Ruminations of a quarantined mind

It's been a month since I've been in a country far away from my own, in a lockdown period necessitated by covid 19. A month of highs and lows, certainties and uncertainties, joys and angst. As I reflect on the workings of my mind and body this past month, a few reflections come to mind. 

1. The body is in quarantine. And it's good and necessary at this time. For the most part, I think people believe in the necessity of quarantining ourselves for our own good health. My thought : how often do we quarantine our minds? Quarantine aka 'a state of isolation'. Away from the hustle and bustle of talk, other talk and self talk. To concentrate on just being....rejuvenation.

2. Some minds tend to be in a perpetual state of anxiety. It thrives on anxiety. Feeds on worry. In the absence of anything else to do, it chews the cud. With self and with others. Paranoia in some cases. In normal course of events, life happens and much of this may be camouflaged, swept under the carpet, attention diverted. But during a forced quarantine,....true fears/emotions begin to emerge... nowhere to hide...at times. 

3. Some minds, on the other hand, prefer to play ostrich. Bury itself. Attempt any kind of diversionary tactics to avoid facing itself. Uncomfortable with reality, escapism prevails. Busy bodies and minds. If I don't acknowledge it, it doesn't exist. Bury it deep within... Not seen... Not heard... Not felt...Not acknowledged. Till, a tipping point is reached.

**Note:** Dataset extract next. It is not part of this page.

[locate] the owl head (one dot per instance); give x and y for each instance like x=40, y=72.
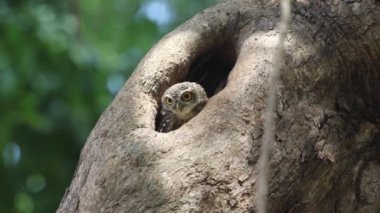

And then boom... It may swing to the other end of the paradigm. 

4. Some minds, reach out to touch the inner being, and then quickly pull out. Like standing before a beautiful pool of water, dipping a toe in and quickly pulling out. Shallow immersions. Choosing instead to engross the mind in other 'more important - less painful' activities. 

5. Some minds on the other hand, face this isolation of the mind with equanimity. Even relish it at times. It's that time to dig deep, get past the fluff, get face to face with ourselves... and all its perfections and imperfections. To get to the hidden reserves of inner strength...communion with the deepest inner self/being... An Oasis in the dessert. (Communion - "the sharing or exchanging of intimate thoughts and feelings, especially when the exchange is on a mental or spiritual level."). Spirituality in it's deepest form. Be still and know... 

Question to each of us: do we take time off periodically to quarantine our minds? Are we comfortable facing our innermost selves? Without varnish, in it's deepest truest form? What hidden treasures do you think we might find this way?